Use Airflow to schedule Spark jobs - AnalyticDB - Alibaba Cloud Documentation Center

Airflow is a popular open source scheduling tool that orchestrates and schedules various workloads as directed acyclic graphs (DAGs). You can schedule Spark jobs using the Spark Airflow Operator or the spark-submit command-line tool. This topic describes how to use Airflow to schedule AnalyticDB for MySQL Spark jobs.

Prerequisites

An AnalyticDB for MySQL Enterprise Edition, Basic Edition, or Data Lakehouse Edition cluster is created.
A job resource group or a Spark interactive resource group is created for the AnalyticDB for MySQL cluster.
Python 3.7 or later is installed.
Airflow 2.9.0 or later is installed.
The IP address of the server that runs Airflow is added to a whitelist of the AnalyticDB for MySQL cluster.

Schedule Spark SQL jobs

AnalyticDB for MySQL allows you to execute Spark SQL in batch or interactive mode. The schedule procedure varies based on the execution mode.

Batch mode

Spark Airflow Operator

Run the following command to install the Airflow Spark plug-in:

pip install https://help-static-aliyun-doc.aliyuncs.com/file-manage-files/zh-CN/20230608/qvjf/adb_spark_airflow-0.0.1-py3-none-any.whl

Create a connection. Example:

{
  "auth_type": "AK",
  "access_key_id": "<your_access_key_ID>",
  "access_key_secret": "<your_access_key_secret>",
  "region": "<your_region>"
}

The following table describes the parameters.

Parameter	Description
auth_type	The authentication method. Set the value to AK, which specifies that AccessKey pairs are used for authentication.
access_key_id	The AccessKey ID of your Alibaba Cloud account or a Resource Access Management (RAM) user that has access permissions on AnalyticDB for MySQL. For information about how to obtain an AccessKey ID and an AccessKey secret, see Accounts and permissions.
access_key_secret	The AccessKey secret of your Alibaba Cloud account or a RAM user that has access permissions on AnalyticDB for MySQL. For information about how to obtain an AccessKey ID and an AccessKey secret, see Accounts and permissions.
region	The region ID of the AnalyticDB for MySQL cluster.

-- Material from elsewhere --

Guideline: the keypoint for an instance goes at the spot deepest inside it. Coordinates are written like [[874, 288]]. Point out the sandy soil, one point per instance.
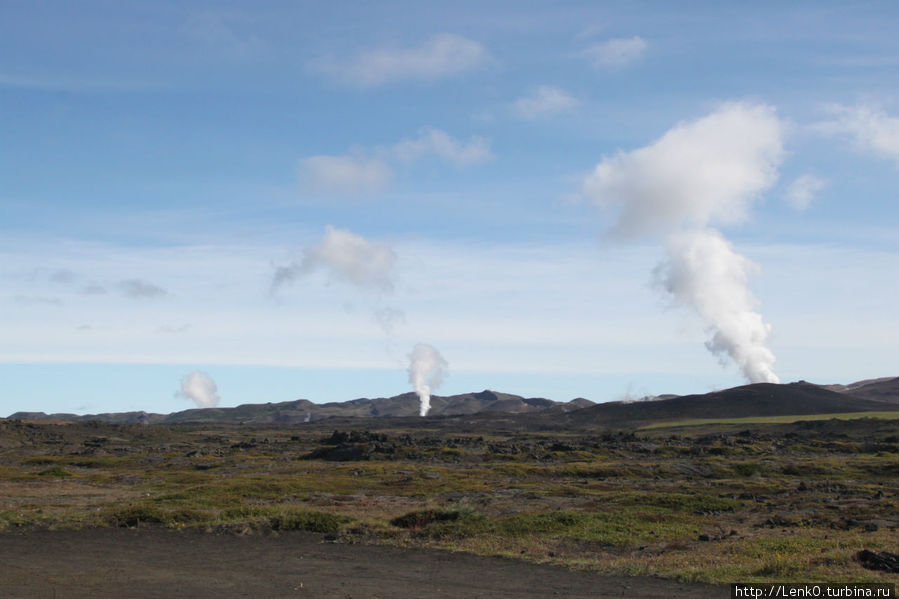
[[163, 563]]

Create a declaration file for an Airflow DAG. In this example, a file named spark_dags.py is created.

from datetime import datetime

from airflow.models.dag import DAG
from airflow_alibaba.providers.alibaba.cloud.operators.analyticdb_spark import AnalyticDBSparkSQLOperator

with DAG(
    dag_id="my_dag_name",
    default_args={"cluster_id": "<your_cluster_ID>", "rg_name": "<your_resource_group>", "region": "<your_region>"},
) as dag:

    spark_sql = AnalyticDBSparkSQLOperator(
        task_id="task2",
        sql="SHOW DATABASES;"
    )

    spark_sql

The following tables describe the parameters.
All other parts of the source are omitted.